Parker didn’t go to the casino for himself, but for Claire. She did the gambling, if it could be called that.

The casinos in San Juan didn’t have the desperate greedy urgency of Las Vegas, where the gambling rooms have neither clocks nor windows to remind the fish of the passing of time. In San Juan the casinos were merely entertainment appendages of the tourist industry, along with the beaches and the floor shows and the boat rides to St Thomas for duty-free liquor. The hotel casinos were only open eight hours a day, from eight in the evening till four in the morning, and only three kinds of gambling were available for the idle speculator: roulette, blackjack, craps.

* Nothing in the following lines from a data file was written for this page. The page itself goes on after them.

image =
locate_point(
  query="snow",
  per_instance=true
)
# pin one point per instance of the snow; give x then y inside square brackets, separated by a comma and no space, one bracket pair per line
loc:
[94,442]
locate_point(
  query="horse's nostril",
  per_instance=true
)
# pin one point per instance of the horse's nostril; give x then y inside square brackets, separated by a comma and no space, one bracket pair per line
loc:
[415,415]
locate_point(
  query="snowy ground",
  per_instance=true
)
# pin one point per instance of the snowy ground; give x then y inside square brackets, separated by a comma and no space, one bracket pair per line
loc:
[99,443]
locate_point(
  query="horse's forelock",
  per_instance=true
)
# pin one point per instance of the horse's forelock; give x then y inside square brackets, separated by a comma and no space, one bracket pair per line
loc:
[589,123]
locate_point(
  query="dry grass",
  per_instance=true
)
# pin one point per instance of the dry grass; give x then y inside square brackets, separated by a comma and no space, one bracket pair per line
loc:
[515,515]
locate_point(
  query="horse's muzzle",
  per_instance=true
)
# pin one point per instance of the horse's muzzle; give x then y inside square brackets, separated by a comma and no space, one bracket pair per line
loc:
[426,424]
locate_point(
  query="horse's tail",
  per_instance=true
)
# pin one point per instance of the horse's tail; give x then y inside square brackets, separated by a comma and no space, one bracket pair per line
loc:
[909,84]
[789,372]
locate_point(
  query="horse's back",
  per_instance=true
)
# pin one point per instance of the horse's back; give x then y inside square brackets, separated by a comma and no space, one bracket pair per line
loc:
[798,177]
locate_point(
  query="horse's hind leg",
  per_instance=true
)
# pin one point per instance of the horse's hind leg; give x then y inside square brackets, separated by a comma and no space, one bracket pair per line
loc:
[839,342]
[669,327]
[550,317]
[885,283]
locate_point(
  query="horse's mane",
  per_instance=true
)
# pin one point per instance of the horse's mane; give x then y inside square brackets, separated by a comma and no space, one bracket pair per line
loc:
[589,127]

Claire’s specialty was craps. She invariably, upon entering the casino, bought fifty one-dollar chips and headed for whichever crap table was the least crowded. There she would spend her fifty chips one at a time, exclusively on side bets, always passing the dice when they came around to her, and winning about one time in three. She was the most passive of gamblers, but the action exhilarated her, so that as the stack of fifty dwindled slowly away her eyes always got brighter, her movements more electric, her expressions more excited. Every time, she would turn away from the table after the loss of the final chip as vibrant and exuberant as if she’d just broken the bank. Gambling was like a good alcohol high with her, it made her enjoy life more, enjoy herself more. Afterward, they always went from the casino straight back to the hotel and to bed, where she would be at her most inventive and eager.

Yes. It would be good to get back to San Juan, good to see Claire again.

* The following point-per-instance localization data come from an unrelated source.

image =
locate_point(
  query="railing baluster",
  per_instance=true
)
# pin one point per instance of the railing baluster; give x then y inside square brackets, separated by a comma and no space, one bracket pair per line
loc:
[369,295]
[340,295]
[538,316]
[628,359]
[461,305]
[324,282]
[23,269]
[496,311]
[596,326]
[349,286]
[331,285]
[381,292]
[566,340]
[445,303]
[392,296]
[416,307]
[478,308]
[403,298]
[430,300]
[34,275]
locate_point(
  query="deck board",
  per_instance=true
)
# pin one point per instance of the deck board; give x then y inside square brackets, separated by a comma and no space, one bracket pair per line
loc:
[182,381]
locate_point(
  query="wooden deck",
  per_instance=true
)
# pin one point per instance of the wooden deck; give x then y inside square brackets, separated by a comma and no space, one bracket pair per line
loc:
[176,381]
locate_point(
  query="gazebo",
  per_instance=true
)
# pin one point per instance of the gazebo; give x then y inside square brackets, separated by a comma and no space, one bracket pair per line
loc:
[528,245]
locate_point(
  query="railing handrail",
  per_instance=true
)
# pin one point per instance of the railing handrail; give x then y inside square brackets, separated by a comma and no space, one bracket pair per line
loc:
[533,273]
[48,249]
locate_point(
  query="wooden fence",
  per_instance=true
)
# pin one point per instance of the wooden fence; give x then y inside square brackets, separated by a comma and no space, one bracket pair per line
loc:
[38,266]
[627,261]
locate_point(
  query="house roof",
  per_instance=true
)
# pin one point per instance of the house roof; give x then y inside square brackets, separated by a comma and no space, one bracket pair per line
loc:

It surprised him a little that his thoughts were becoming sexual. That was another change Claire was making in him. The way it used to be, sex was always an urgent, vital, all-consuming thing with him right after a heist, slowly then tapering off until he had no interest along that line at all, and that’s when he would be ready for another job. But now, because of Claire, it was different. Here he was, the day of the heist itself, his mind full of pictures of Claire on white sheets in the semi-dark air-conditioned room in San Juan, the sun bright outside the windows, all the tourists and natives hustling in the outside world while Claire’s arms reached up and folded around him.

He sat there in the living room and let his mind drift wherever it wanted to go until his watch read four o’clock. Then he got to his feet and went out to the kitchen and said, “Time to go.”

“Right,” said Webb. He was out of the hand being played, so he got to his feet, took his handful of bills from the table and lucked them away in a pocket, and yawned and stretched, his arms seeming grotesquely long for his stubby body when he spread them out.

The other three finished the hand, which Kengle won with jacks over threes.

Raking in the pot, Kengle grinned and said, “Looks like my luck’s changing. It’s about time.”

Stockton said, “Mine better change before tonight.”

“How’d you do?” Fusco asked Kengle.

“Made about eighteen.”

“I’m ahead three,” Webb said.

“I took a bath,” Stockton said, getting to his feet.

Fusco said, “Parker, I’ll be with you in a minute. I’ve got to say so long to Ellen.”

“Bring the costumes out with you.”

“Right.”

Stockton said, “Where’s the armament?”

“This way.”

Stockton and Kengle followed Parker down the hall to the kid’s bedroom. She was in bed now for her afternoon nap, all wrapped up in a filthy blanket she carried around with her all the time. Parker opened the closet door and handed out the cartons to the other two, who took them and tiptoed out of the room. Parker shut the door of the closet and followed them.

Fusco was still in the bedroom with Ellen. Kengle, his arms full of boxes claiming to contain road-racer sets, stood in the middle of the living-room and gestured toward the bedroom with his head, saying, “Marty getting a little off the ex-wife?”

“No,” Parker said. “He’s just being a good guest, thanking her for all the breakfasts.”